Биранн подошел к окну и, раздвинув тяжелые шторы, до упора поднял скользящую раму. С Эрлз-Корт Роуд донесся гул уличного движения.

Помолчав, Дьюкейн спросил:

— Почему вы сохранили признание Радичи?

— Почему? Да, как ни дико это прозвучит, боялся, что, если обстоятельства начнут проясняться, мне могут приписать вину в его убийстве.

— Ну да, ну да. — Дьюкейн поежился. — И вам досталась Джуди.

Биранн несколько раз подряд глубоко втянул в себя воздух и задернул обратно шторы. Все так же глубоко дыша, вернулся на середину комнаты и стал лицом к Дьюкейну.

— Досталась, насколько это возможно, когда речь идет о Джуди.

Дьюкейн промолчал, глядя на удлиненное, слегка асимметричное лицо Биранна. Оно хранило усталое, невозмутимое выражение с оттенком скромного благородства. Да, подумалось Дьюкейну, ты и впрямь бесчувственный фрукт — отъявленный мерзавец, вот ты кто.

— Как вы намерены со мной поступить? — спросил Биранн.

Дьюкейн встряхнулся и пришел в движение: задвигал ногами, подлил виски в оба стакана.

— Вы поставили меня в трудное положение, — сказал он, медленно роняя слова.

Ему не хотелось увидеть, как Биранн вернется к привычному позерству. А еще, он был искренне озадачен, более того — ошеломлен и тем, что услышал, и тем, как теперь для них обоих складывалась ситуация.

— И что же?

— Когда вы шли сюда сегодня, — сказал Дьюкейн, — вы собирались выложить мне все это?
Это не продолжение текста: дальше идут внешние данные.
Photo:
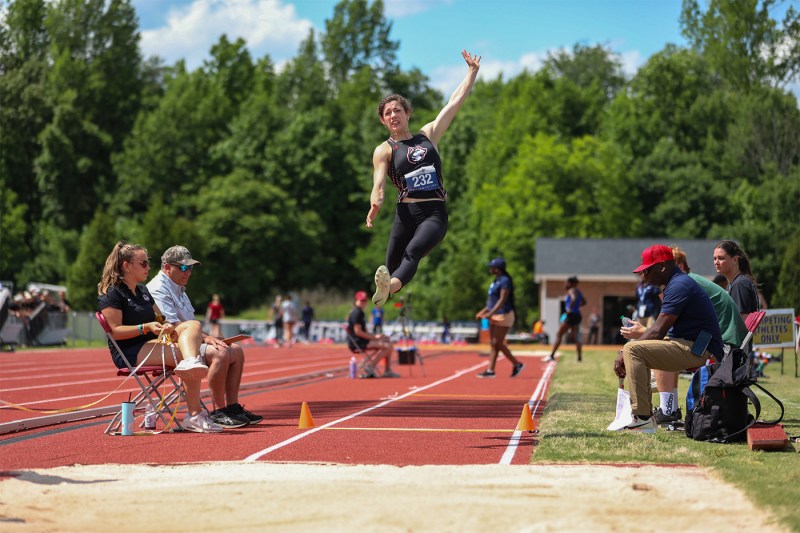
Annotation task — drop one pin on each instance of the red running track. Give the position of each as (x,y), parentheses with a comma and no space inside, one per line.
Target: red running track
(438,413)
— Да… то есть нет. Трудно сказать. Честно говоря, я думал, вы знаете гораздо больше. Я полагал, что вам известно практически все. Допускал, что вы могли вытянуть это из Макрейта. В смысле, что он, возможно, поделился с вами своими подозрениями или даже выдал их за подлинные факты. Либо вам что-то могла шепнуть Джуди. И, разумеется, нельзя было поручиться, что Радичи не подложил еще куда-нибудь другой экземпляр своих признаний. Я, одним словом, твердо внушил себе, что вы все знаете и по каким-то своим причинам ведете со мной игру. И особенно уверовал в это после того, как вы пришли ко мне домой — в тот раз, когда застали там Джуди. Все это стало жутко действовать мне на нервы. Вы начали сниться мне по ночам. Я знаю, это звучит глупо. Но спустя немного мне самому захотелось все вам сказать. Или, во всяком случае, поделиться хоть с кем-нибудь. Мне снился по ночам и Радичи. Я знаю, вы осуждаете мое поведение, но я за него поплатился такими терзаниями, что не позавидуешь. Так можно будет, по-вашему, обойти молчанием ту часть этой истории, которая касается меня?

— Не уверен, — сказал Дьюкейн. — Вы как-никак были свидетелем убийства.

Биранн придвинул к себе стул, стоящий у стены, и сел.

— Завтра я буду корить себя за то, что свалял дурака, — сказал он. — Вы оказались далеко не тем стратегом, каким я вас воображал. Я шел сюда с таким железным убеждением, что вы все знаете, с такой решимостью признаться вам начистоту, что просто не дал себе времени продумать другой план действий. Нужно было уже через полчаса уходить отсюда. А я вот поддался вашему влиянию. Не проболтайся я вам, вы, может статься, так ничего бы и не узнали. Вы что, всерьез собирались представить полиции ваши туманные подозрения и крохи собранных вами улик? Им это не дало бы ничего. Я легко нашел бы способ отпереться. И вы действительно собирались надавить на Макрейта, рискуя увидеть в газетах имена ваших двух приятельниц?

— Не знаю, — сказал Дьюкейн. — Правда не знаю. Я тогда не решил окончательно, что делать. Но раньше, чем решить, безусловно, поговорил бы с вами. Если б вы не пришли, я сам пришел бы к вам.

У него чуть было не сорвалось с языка: «вы правильно сделали, что сказали мне». Но говорить такое не имело смысла. Чего он достиг бы этим? Он — не судья, не школьный учитель, не священник. Биранн в эти минуты испытывал, главным образом, облегчение, разрядку после мучительного напряжения, периода тревожной неопределенности, подозревая вместе с тем, что совершил грандиозный промах. Самое лучшее и, пожалуй, единственное, что мог из сочувствия к нему сделать Дьюкейн, — это, по мере возможности, устранить причину для сожалений о последнем.